We already knew a widespread outbreak would swamp hospitals as, even with the reportedly milder symptoms, massive infections mean high numbers needing intensive care.
Victoria alone recorded 51,356 new cases and nine Covid deaths in the 24 hours up to yesterday morning. There were 644 infected people in Victorian hospitals, with 106 in intensive care and 24 on ventilators.
The role of rapid antigen tests (RATs) has increasingly come to the fore. Leaving people queued in cars for hours at polymerase chain reaction (PCR) testing centres has, of necessity, been abandoned as anachronistic.
PCR testing centres in several Australian states have been forced to close while clinicians process the backlog of tests.
Victoria is the first mainland Australian state to set up a RAT reporting system. Anyone who tests positive via RAT is now considered a probable Covid case and must immediately isolate for seven days and notify their contacts - just like those who test positive on a PCR test.
It is mandatory to report the test result to the Department of Health via an online portal that opened on Friday or phone.

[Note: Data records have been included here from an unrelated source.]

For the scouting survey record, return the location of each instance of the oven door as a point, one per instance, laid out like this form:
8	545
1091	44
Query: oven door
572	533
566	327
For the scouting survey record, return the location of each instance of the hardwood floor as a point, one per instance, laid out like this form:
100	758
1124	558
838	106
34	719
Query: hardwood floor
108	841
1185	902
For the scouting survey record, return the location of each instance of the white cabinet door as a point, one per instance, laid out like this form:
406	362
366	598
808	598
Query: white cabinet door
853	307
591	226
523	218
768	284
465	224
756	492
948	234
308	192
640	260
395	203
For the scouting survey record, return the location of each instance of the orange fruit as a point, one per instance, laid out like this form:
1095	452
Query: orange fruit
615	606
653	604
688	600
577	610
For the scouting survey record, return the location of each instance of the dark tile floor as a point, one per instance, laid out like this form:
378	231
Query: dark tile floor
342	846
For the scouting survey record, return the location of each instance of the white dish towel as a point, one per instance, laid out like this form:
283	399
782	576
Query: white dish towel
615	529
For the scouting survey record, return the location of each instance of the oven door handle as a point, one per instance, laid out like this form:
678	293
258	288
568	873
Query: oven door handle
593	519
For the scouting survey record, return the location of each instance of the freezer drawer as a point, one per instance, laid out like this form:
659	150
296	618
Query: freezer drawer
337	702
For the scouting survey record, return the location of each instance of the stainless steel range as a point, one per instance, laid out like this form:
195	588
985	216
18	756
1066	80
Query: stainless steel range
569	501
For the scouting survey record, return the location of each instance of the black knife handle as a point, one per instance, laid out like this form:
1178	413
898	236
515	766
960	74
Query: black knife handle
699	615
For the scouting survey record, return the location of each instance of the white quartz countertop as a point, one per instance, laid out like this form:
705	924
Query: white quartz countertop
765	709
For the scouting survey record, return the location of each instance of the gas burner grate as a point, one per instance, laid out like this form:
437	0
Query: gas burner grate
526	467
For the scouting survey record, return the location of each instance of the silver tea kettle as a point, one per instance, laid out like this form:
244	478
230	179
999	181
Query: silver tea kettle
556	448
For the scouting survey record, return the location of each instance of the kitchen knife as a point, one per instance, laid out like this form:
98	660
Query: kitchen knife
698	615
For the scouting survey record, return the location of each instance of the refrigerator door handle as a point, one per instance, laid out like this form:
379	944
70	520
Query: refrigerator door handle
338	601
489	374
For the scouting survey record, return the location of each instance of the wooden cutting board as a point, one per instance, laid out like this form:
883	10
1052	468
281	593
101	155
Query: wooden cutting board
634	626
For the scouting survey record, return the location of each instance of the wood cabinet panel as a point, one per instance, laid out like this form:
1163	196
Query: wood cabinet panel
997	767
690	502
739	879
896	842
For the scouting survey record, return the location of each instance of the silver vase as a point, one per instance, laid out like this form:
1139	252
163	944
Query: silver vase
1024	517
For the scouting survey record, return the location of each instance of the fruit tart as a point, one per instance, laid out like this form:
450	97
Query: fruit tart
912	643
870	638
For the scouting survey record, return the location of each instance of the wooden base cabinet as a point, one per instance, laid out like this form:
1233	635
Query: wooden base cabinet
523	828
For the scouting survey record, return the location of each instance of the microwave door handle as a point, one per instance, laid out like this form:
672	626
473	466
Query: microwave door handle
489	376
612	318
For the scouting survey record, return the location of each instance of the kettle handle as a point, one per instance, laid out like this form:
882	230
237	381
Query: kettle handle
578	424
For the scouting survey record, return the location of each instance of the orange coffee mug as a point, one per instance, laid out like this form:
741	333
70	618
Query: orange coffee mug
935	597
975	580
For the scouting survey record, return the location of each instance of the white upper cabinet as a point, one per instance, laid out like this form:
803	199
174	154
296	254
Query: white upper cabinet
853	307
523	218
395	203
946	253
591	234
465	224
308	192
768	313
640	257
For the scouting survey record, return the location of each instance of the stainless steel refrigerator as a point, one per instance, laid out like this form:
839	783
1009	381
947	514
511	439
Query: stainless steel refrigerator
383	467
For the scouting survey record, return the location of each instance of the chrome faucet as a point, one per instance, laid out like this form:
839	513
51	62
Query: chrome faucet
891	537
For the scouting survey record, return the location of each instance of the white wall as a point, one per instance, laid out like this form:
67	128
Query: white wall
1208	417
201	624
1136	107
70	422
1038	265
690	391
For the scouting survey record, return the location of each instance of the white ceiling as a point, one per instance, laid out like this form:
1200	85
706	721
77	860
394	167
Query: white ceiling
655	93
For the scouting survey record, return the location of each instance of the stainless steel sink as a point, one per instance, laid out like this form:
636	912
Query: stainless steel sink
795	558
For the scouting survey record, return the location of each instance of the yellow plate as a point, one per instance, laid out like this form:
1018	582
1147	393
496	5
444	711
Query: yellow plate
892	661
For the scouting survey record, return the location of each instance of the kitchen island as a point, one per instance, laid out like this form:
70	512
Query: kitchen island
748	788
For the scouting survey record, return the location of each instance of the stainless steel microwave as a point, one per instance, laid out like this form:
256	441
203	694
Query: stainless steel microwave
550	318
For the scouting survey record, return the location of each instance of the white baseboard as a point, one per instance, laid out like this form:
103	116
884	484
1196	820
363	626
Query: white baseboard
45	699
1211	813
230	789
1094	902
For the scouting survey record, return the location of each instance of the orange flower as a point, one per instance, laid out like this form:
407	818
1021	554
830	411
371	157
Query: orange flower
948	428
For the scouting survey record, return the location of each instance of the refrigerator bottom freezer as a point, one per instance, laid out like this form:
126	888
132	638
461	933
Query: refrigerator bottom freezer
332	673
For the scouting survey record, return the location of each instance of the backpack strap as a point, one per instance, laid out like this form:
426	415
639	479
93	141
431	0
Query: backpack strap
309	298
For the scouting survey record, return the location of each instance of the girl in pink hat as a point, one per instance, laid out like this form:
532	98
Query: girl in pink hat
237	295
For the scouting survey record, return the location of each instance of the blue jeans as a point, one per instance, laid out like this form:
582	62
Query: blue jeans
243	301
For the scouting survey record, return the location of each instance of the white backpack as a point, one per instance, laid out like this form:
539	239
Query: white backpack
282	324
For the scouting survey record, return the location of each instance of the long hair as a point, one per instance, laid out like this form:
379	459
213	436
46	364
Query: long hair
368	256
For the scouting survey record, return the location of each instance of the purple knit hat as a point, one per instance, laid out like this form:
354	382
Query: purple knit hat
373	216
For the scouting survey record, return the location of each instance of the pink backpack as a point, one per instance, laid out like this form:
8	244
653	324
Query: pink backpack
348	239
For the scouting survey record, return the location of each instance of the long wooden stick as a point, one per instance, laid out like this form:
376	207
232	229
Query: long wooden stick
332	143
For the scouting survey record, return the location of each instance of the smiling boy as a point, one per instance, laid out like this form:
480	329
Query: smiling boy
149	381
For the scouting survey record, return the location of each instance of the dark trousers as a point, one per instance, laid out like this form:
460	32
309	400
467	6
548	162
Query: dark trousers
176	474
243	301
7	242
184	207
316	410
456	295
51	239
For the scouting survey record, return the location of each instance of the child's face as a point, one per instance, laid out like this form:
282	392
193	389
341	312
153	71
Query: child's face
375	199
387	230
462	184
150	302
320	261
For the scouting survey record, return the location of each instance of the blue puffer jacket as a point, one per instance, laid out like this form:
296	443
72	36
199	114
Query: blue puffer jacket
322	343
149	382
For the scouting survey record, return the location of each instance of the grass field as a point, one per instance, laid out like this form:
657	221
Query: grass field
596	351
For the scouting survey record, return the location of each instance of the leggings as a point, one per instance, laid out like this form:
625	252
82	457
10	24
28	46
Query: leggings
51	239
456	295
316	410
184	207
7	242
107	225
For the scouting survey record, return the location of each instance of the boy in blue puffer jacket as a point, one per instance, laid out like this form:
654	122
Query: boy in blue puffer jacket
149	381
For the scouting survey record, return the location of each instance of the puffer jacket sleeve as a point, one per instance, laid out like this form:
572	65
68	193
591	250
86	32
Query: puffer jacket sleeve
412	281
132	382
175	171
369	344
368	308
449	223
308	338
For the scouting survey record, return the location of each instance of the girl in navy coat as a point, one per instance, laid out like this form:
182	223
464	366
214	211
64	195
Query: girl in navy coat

It is clear New Zealand needs to ensure adequate stocks of rapid antigen tests are available and bolster reporting systems to match Victoria. We already know our PCR testing regime, which rose admirably to the needs of earlier clusters, cannot cope with an Omicron outbreak.
Institute of Medical Laboratory Science president Terry Taylor told RNZ New Zealand's labs would struggle to cope with unchecked PCR testing rates even at the level of New South Wales. "Their labs have been doing upwards of 100,000 PCR tests a day, which we have no question would inundate our own labs and more than likely overrun them."
New Zealand's PCR testing capacity is being expanded to manage around 60,000 swabs per day from February, but this reportedly depends on combining samples for testing, which only works when most of the results are negative.
Late last year, a collective of businesses were given the green light to import more than 300,000 RAT kits into New Zealand, the New Zealand Government announced RATs would be made available to some groups from mid-December.
There is currently a global shortage of RAT kits, caused by combination of a high capacity of Christmas travellers needing more tests for each leg of journeys and Omicron outbreaks affecting supply chains.
The latter is another important lesson. High numbers of workers infected and needing to isolate impacts on layers of provision, from ports to road and rail transport, to the ability to stock supermarket shelves. Contingencies need to be considered now to meet these challenges.
Omicron is a different creature to Delta, although scientists are still confirming what sets it apart. But Australia's experience with Delta was very different to New Zealand. There is good cause to believe New Zealand's experience with Omicron will also differ.
Whether it is better or worse depends, to some degree, on how much we can learn and act on before it arrives.